To further specify these mechanisms, we developed an experimental paradigm in which visual and auditory stimuli underwent two consecutive brief and weak changes in intensity (Fig. 1). Attention was cued to one of the two changes, and participants had to indicate whether the visual and auditory stimuli changed in a congruent or incongruent manner. Comparing cued and uncued intervals, we predicted that the allocation of attention would be associated with an activation of task relevant brain regions including early visual and auditory sensory cortices. Based on observations of typical signatures of attentional modulation in unisensory processing, we expected this activation to be reflected by an increase of gamma-band activity accompanied by decreased alpha-band activity13,14,15. Top-down control was supposed to be associated with increased frontal theta-band oscillations as well as increased low frequency phase coupling16. Finally, since previous studies have associated beta-band oscillations with attentional processes17 and the evaluation of crossmodal congruence11, we also assumed to find modulated beta-band activity.

Figure 1
figure 1

Schematic illustration of the trial sequence.

First, in each trial, a color cue informed participants to direct attention to one of two upcoming brief intensity changes during the audio-visual stimulation. Next, a complex sound and a circular drifting grating were presented. Two simultaneous 300 ms changes in sound volume and visual contrast occurred during the 2500 ms stimulation. After stimulation offset, participants indicated whether for the attended interval the two modalities changed in the same direction (congruent) or in different directions (incongruent). In this example both first and second changes are congruent. In the experiment increases and decreases in both modalities varied independently.

Results

For each participant, individual intensity levels for each change were determined preceding the experiment. Across participants, Michaelson contrast values during the increase of the visual stimuli ranged from 83.0% (15.1/1.4 cd/m2) to 98.5% (27.2/0.2 cd/m2), and contrast values during the decrease epochs ranged from 37.1% (9.8/4.5 cd/m2) to 7.0% (8.4/7.3 cd/m2), respectively. For the auditory stimuli, volume values during increases ranged from 81.4 dB to 87.7 dB, and volume values during decrease epochs ranged from 78.9 dB to 68.4 dB.

Data of two participants were discarded because of chance level performance or technical problems. The behavioral data of the remaining 19 participants revealed an overall mean accuracy of 83.1 ± 9.1% (mean ± s.d.) for the first change. Accuracy was significantly higher for congruent (85.4 ± 7.5) than for incongruent (80.7 ± 9.6) first changes, t18 = 2.71; p < 0.05.

Spectral power

We selected frequency bands based on visual inspection of the grand average time-frequency representations as follows: 2.5–5 Hz delta/theta, 7.5–10 Hz alpha, 15–25 Hz beta, 60–80 Hz gamma. Figure 2 depicts spectral power averaged across posterior sensors with respect to the stimulus onset time window as well as the change time window.
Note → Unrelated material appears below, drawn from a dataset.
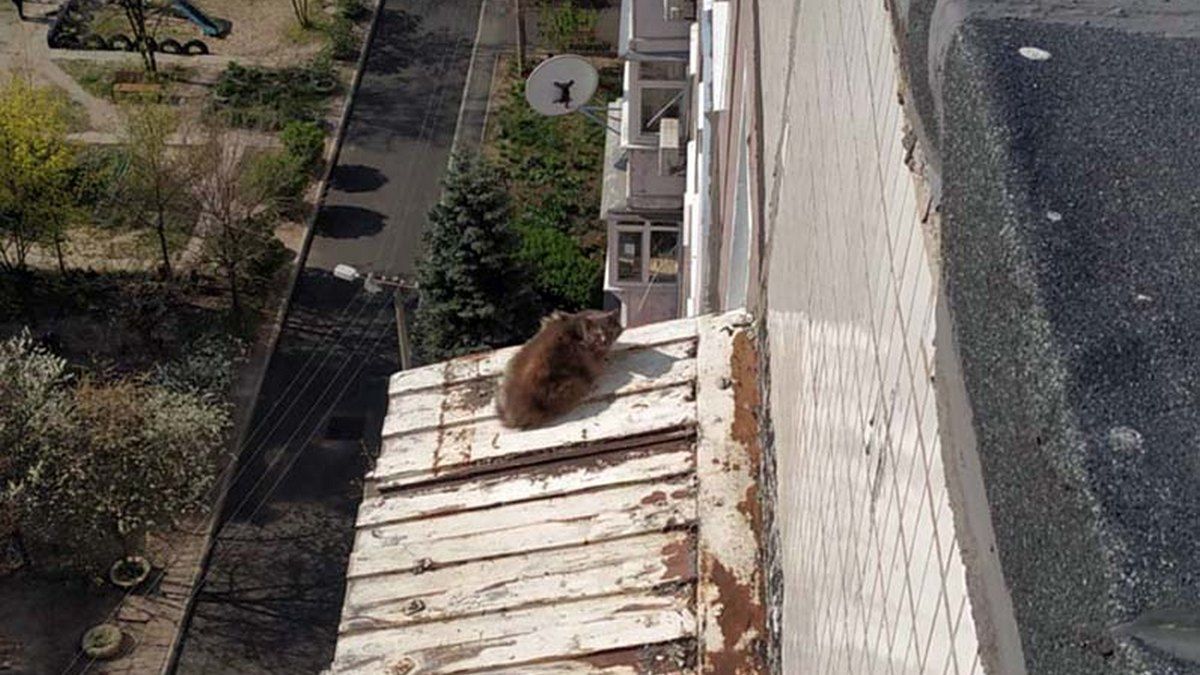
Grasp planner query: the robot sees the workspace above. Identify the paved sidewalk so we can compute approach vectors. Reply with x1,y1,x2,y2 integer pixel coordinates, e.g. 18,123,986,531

The low frequency band in the delta/theta range was defined based on time-frequency representations from frontal sensors not shown here (but see the topographical distributions spectral power in Fig. 3). For briefness we refer to this low frequency range as theta in the following (for a critical discussion of the common delta/theta distinction, see Lega et al.18). For statistical comparisons in source space we averaged power across all time bins in each time window separately. We restricted the stimulus onset and the change onset time windows to 0–500 ms to capture primarily activity associated with early stimulus processing and to avoid potential overlap with the respective subsequent intensity change. (Depending on the jitter interval, the change onset could follow the stimulus offset after 450 ms, and the second intensity change could follow the offset of the first change also after 450 ms).

Figure 2
figure 2

Grand mean time-frequency representations of spectral power corresponding to the stimulus onset time window (left) and the change onset window (right) for posterior sensor sites (inset at the upper left).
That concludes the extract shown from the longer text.